Below is a complete transcript of the report from the March 2 CNN Sunday at 9:03 a.m.:

T.J. HOLMES: So, of course, there's been a lot of the candidates saying stuff to the voters. Well, what are the voters really wanting to say to the candidates? Of course, as we mentioned, we got our best political team on television all over the map, and one guy who has been all over the map literally, our Ali Velshi. He's been traveling throughout the country, and, lately, in Texas, aboard CNN Election Express. He joins us now on the phone this morning from Green, Texas. What are they talking about down there, Ali?

ALI VELSHI, by phone: Good morning, T.J. You know, the funny thing is, I went to this area in central Texas because I wanted to talk to people about oil. These are the people who might be on the other side of the oil question -- in other words, making money off of the high price of oil and gas. And I actually ran into two couples -- they are retired, they've been lifelong Republicans who are actually looking to change over. They're probably going to vote Democrat this time around. And they actually had some involvement in oil. They have a piece of land on which there are oil wells. So they get those royalty checks. Here's the thing: Their biggest concern was health care. Here's what they told me:

MOLLY ENGLISH, Retiree: That's all we talk about because we're all having trouble getting health care coverage, or our coverage is a, you know, it's pitiful.

PEGGY PORTMANN, Small business owner: It's not affordable, but not only is it not affordable. There is affordable out there, and we get turned down for the most ridiculous reasons.

KRIS PORTMANN, Small business owner: No, the insurance covers everything that you don't have.
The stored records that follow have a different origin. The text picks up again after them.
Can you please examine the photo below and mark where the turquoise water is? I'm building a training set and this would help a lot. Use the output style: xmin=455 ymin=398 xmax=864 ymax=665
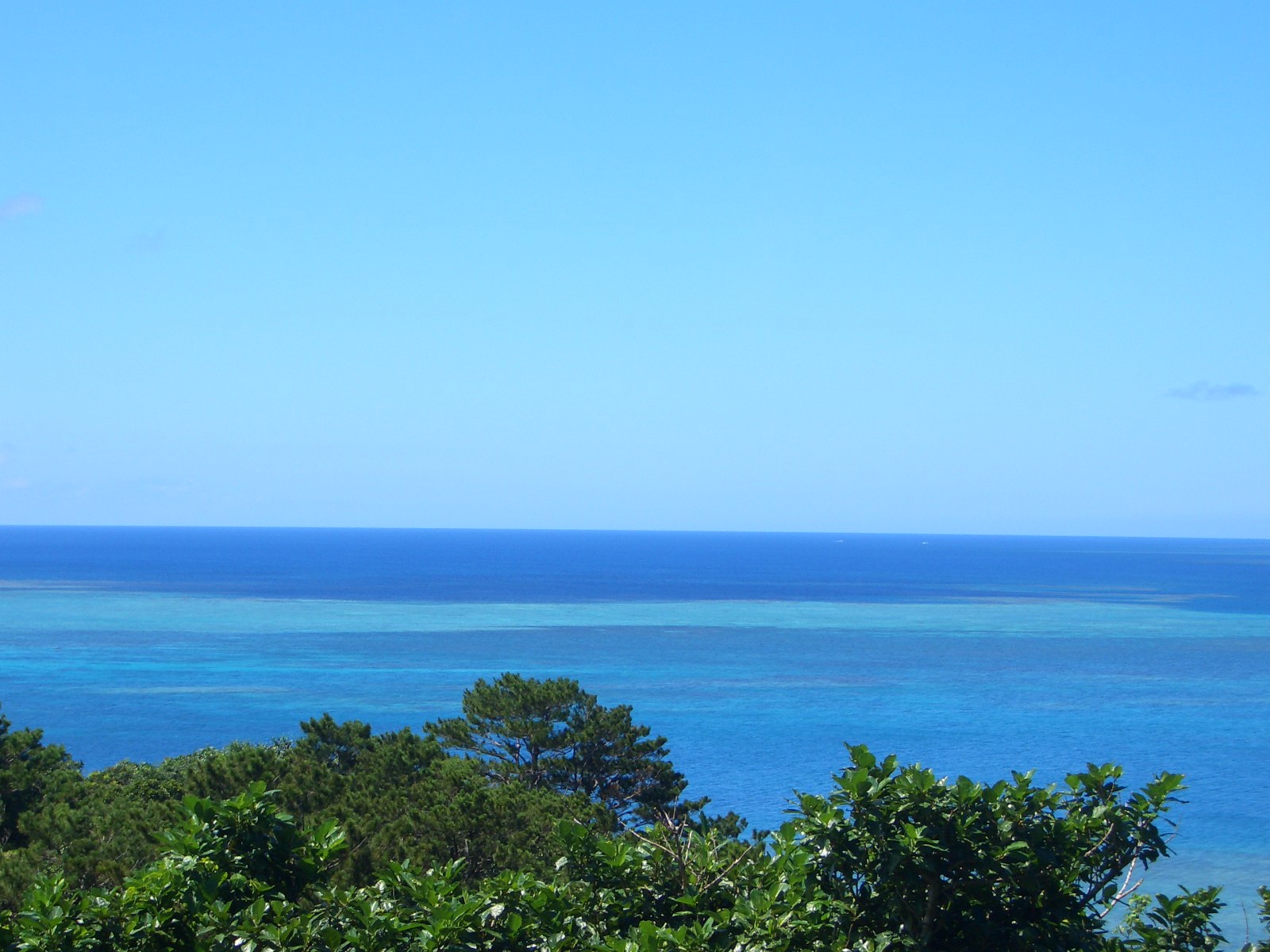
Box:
xmin=0 ymin=531 xmax=1270 ymax=939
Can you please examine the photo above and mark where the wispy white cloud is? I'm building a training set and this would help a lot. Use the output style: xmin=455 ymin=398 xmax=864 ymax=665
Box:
xmin=1168 ymin=379 xmax=1261 ymax=400
xmin=0 ymin=195 xmax=44 ymax=220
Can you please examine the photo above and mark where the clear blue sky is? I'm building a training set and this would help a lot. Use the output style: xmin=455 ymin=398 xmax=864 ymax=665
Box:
xmin=0 ymin=0 xmax=1270 ymax=537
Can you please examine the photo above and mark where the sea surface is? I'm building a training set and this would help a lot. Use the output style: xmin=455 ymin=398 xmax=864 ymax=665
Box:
xmin=0 ymin=527 xmax=1270 ymax=941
PEGGY PORTMANN: That's right.

KRIS PORTMANN: Okay, as soon as you have something, there's a policy, there's a reason on why it doesn't cover it. And that's why, never before maybe have thought of universal health care, but if everybody's covered, and everybody's sharing the same, you know, how everything's spread out, it's got to work. I mean, it works other places. It works other countries. I mean, not maybe 100 percent, but it doesn't work 100 percent here, either.

VELSHI, back live by phone: That's kind of interesting hearing lifelong conservatives and Republicans talk about the possibility of universal health care, but that issue is playing very big here in Texas, particularly amongst Democrats. Health care is the second biggest issue around here. So number one is the economy, and, amongst that, inflation and oil prices and gas prices, but we are hearing and have heard a lot this past week about health care. We're wheels up on the bus, and we're headed to some place else where we're going to talk to Texans about what's concerning them about this election and the issues, so we'll be back with you later on today to tell you a bit more about that.